In a zoning plan, the municipality designates places where a business may be established. The zoning plan also states exactly which business activities are permitted. It is not uncommon for a zoning plan not to exactly match your business plan or the growth of your business if you are already established at a certain business location.
If the business plan does not or no longer fits in with the zoning plan, you will need an amendment to or deviation from the zoning plan. Depending on the situation, an environmental permit procedure or a zoning plan procedure must be followed. Different procedure variants apply.
The implementation of your plan almost always begins with a preliminary consultation with the municipality. During these preliminary consultations, you will discuss your plans and the question of whether the municipal authority will cooperate in deviating from the zoning plan or drawing up a new zoning plan for your company.
The municipal council has its own wide-ranging powers to decide whether or not to cooperate with your plans.
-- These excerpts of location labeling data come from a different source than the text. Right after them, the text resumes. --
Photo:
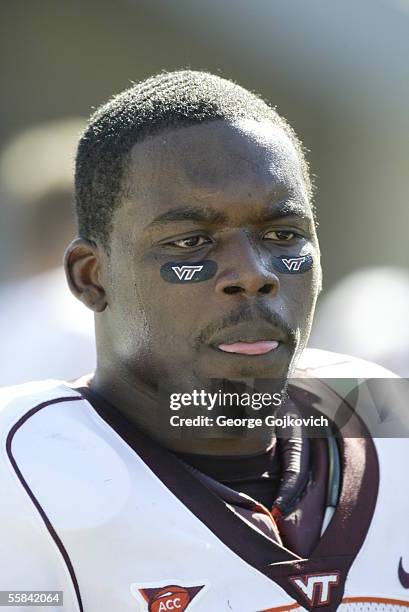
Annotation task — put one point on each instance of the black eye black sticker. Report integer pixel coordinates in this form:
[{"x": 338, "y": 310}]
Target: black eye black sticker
[
  {"x": 293, "y": 265},
  {"x": 185, "y": 272}
]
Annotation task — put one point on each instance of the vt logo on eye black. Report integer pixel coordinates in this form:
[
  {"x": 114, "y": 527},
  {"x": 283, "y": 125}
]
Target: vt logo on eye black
[
  {"x": 293, "y": 265},
  {"x": 186, "y": 272}
]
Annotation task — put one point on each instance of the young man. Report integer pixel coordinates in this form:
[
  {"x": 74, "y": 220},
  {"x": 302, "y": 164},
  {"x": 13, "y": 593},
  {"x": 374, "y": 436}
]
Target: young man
[{"x": 198, "y": 254}]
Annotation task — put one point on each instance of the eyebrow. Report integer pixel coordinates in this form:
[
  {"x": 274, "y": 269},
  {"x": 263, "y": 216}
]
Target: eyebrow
[
  {"x": 189, "y": 213},
  {"x": 209, "y": 215}
]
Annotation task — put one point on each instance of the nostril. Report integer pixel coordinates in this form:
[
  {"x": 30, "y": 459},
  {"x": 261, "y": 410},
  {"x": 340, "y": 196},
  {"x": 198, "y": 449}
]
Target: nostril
[
  {"x": 233, "y": 289},
  {"x": 266, "y": 288}
]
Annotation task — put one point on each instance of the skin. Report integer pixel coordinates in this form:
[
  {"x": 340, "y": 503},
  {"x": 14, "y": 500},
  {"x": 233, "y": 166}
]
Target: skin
[{"x": 231, "y": 193}]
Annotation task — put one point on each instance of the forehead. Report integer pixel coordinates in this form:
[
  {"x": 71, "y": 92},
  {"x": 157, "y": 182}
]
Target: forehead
[{"x": 217, "y": 164}]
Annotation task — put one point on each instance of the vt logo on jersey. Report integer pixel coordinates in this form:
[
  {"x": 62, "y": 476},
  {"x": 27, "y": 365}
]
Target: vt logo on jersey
[
  {"x": 175, "y": 272},
  {"x": 169, "y": 598},
  {"x": 316, "y": 588},
  {"x": 293, "y": 265}
]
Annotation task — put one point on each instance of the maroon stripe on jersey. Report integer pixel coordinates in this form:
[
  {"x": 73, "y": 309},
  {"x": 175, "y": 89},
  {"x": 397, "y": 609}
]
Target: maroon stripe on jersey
[
  {"x": 31, "y": 495},
  {"x": 343, "y": 538}
]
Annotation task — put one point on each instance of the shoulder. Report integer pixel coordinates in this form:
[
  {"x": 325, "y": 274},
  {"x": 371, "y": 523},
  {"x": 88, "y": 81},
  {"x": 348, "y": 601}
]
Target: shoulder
[
  {"x": 18, "y": 401},
  {"x": 326, "y": 364}
]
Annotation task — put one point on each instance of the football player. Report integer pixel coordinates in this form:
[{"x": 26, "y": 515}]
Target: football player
[{"x": 197, "y": 251}]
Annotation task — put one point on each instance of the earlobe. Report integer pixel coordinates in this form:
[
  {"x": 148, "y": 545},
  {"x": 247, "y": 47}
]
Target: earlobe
[{"x": 82, "y": 269}]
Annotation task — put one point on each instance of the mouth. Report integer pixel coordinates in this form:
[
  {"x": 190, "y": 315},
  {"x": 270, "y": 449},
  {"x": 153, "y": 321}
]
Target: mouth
[
  {"x": 260, "y": 347},
  {"x": 250, "y": 340}
]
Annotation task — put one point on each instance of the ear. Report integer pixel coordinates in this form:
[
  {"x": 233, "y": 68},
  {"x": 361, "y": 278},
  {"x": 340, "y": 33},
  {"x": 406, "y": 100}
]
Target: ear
[{"x": 82, "y": 268}]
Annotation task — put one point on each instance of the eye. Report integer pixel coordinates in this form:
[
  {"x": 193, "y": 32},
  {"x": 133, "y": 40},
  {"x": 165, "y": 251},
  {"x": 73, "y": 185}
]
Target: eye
[
  {"x": 280, "y": 235},
  {"x": 190, "y": 242}
]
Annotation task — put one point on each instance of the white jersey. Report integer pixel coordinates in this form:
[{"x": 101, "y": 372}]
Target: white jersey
[{"x": 118, "y": 524}]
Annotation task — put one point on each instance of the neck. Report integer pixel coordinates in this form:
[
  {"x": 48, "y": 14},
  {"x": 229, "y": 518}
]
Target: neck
[{"x": 141, "y": 404}]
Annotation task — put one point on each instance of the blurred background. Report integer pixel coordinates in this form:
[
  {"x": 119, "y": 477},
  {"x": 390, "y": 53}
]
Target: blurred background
[{"x": 339, "y": 72}]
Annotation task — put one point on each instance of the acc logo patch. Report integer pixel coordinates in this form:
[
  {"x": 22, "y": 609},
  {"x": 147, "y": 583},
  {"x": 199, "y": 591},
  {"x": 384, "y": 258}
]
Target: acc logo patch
[
  {"x": 293, "y": 265},
  {"x": 169, "y": 598}
]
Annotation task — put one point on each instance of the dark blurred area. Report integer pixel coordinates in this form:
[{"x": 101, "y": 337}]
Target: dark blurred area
[{"x": 339, "y": 72}]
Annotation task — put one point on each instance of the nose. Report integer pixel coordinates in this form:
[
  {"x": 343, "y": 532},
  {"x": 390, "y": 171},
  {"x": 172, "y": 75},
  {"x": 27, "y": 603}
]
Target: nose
[{"x": 243, "y": 270}]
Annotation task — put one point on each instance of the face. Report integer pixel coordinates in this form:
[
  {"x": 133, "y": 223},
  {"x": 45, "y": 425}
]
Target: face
[{"x": 231, "y": 195}]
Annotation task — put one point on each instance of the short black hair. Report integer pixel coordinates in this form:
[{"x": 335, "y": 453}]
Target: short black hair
[{"x": 180, "y": 98}]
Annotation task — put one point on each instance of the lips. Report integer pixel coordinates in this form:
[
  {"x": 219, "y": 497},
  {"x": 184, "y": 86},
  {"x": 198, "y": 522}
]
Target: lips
[
  {"x": 257, "y": 338},
  {"x": 261, "y": 347}
]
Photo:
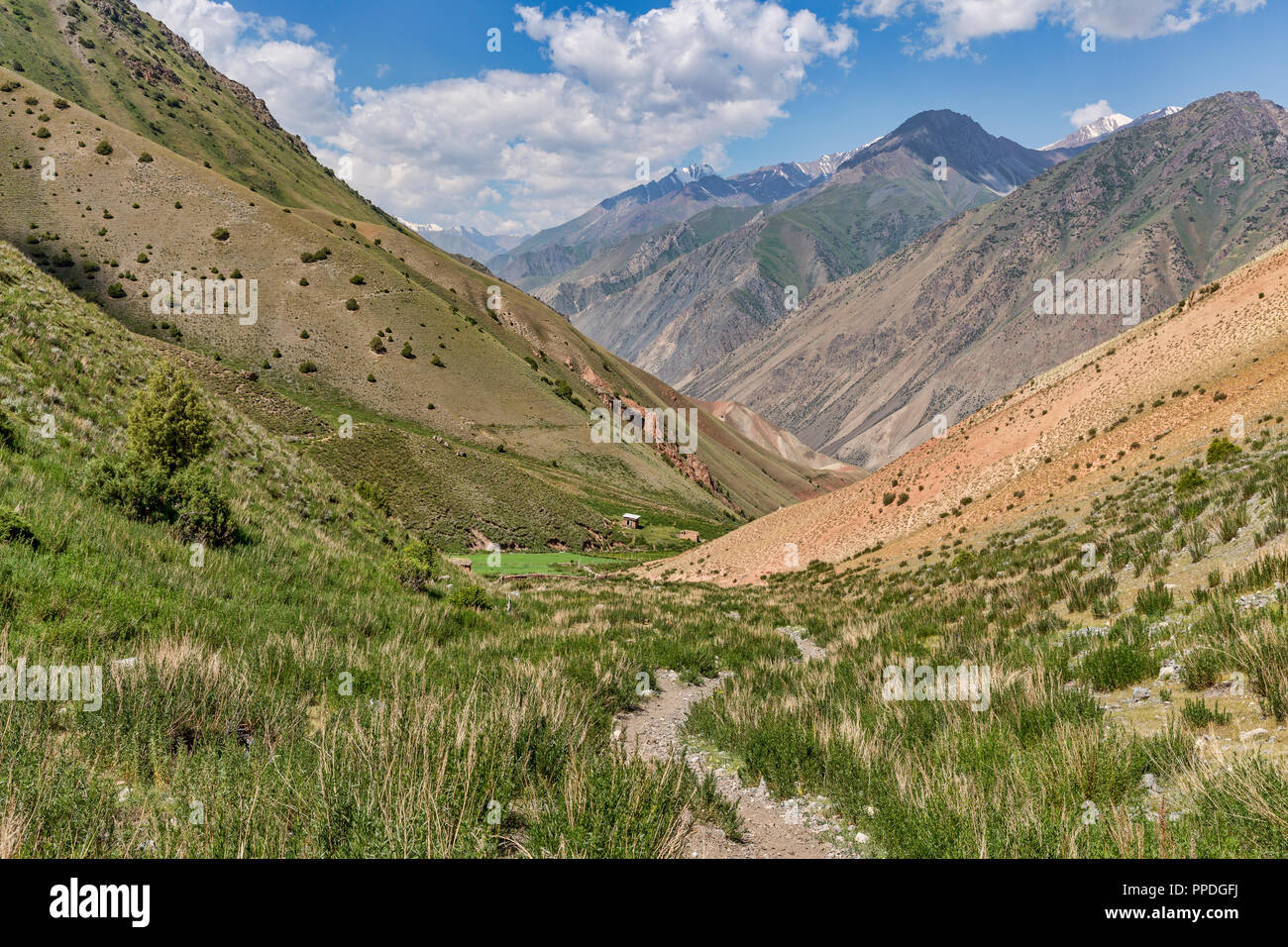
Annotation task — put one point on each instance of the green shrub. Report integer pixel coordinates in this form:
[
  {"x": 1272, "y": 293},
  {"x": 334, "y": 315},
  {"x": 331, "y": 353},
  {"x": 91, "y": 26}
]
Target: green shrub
[
  {"x": 1153, "y": 602},
  {"x": 1198, "y": 714},
  {"x": 13, "y": 528},
  {"x": 375, "y": 495},
  {"x": 138, "y": 489},
  {"x": 1117, "y": 665},
  {"x": 9, "y": 440},
  {"x": 415, "y": 565},
  {"x": 168, "y": 424},
  {"x": 1201, "y": 669},
  {"x": 201, "y": 509},
  {"x": 469, "y": 596},
  {"x": 1189, "y": 480},
  {"x": 1222, "y": 450}
]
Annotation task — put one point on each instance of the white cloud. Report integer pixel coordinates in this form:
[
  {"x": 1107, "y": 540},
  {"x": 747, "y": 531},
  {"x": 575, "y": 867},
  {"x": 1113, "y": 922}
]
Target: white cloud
[
  {"x": 274, "y": 58},
  {"x": 1090, "y": 112},
  {"x": 951, "y": 25},
  {"x": 513, "y": 151}
]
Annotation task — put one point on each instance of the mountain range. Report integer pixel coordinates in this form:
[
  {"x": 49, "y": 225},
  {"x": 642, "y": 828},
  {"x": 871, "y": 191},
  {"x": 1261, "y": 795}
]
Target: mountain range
[
  {"x": 679, "y": 299},
  {"x": 467, "y": 241},
  {"x": 471, "y": 408},
  {"x": 948, "y": 324}
]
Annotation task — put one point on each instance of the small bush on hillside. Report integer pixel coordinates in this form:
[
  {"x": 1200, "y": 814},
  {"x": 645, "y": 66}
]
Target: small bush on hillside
[
  {"x": 1201, "y": 669},
  {"x": 469, "y": 596},
  {"x": 1222, "y": 450},
  {"x": 1189, "y": 480},
  {"x": 136, "y": 488},
  {"x": 1198, "y": 714},
  {"x": 375, "y": 495},
  {"x": 1153, "y": 602},
  {"x": 1116, "y": 665},
  {"x": 201, "y": 509},
  {"x": 415, "y": 565},
  {"x": 168, "y": 424},
  {"x": 13, "y": 528},
  {"x": 8, "y": 433}
]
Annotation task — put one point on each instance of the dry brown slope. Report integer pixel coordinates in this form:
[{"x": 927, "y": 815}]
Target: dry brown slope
[
  {"x": 150, "y": 218},
  {"x": 948, "y": 324},
  {"x": 1034, "y": 446}
]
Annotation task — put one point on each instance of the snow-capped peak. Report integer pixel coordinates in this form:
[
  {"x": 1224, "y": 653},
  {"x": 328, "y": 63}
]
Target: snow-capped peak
[
  {"x": 694, "y": 172},
  {"x": 1093, "y": 132},
  {"x": 1157, "y": 114}
]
The most important substantive goal of the preliminary consultation is to examine the extent to which your plan fits into the existing environment and whether the municipal authority wishes to allow your plan in this existing environment and will therefore be willing to cooperate with a positive amendment to or deviation from the zoning plan. If this is successful, working arrangements will be made in connection with the preparation of an amendment to or deviation from the zoning plan by means of an environmental permit. This may also involve obtaining political support for your plan from the Municipal Executive and/or the municipal council and organising a form of participation for surrounding businesses and local residents.
During the preliminary consultations, legal substantive topics are quickly raised and it is important to be well prepared. In practice, it is often the case that legal problems arise in a later phase because of insufficient legal preparation at the start of the zoning plan procedure.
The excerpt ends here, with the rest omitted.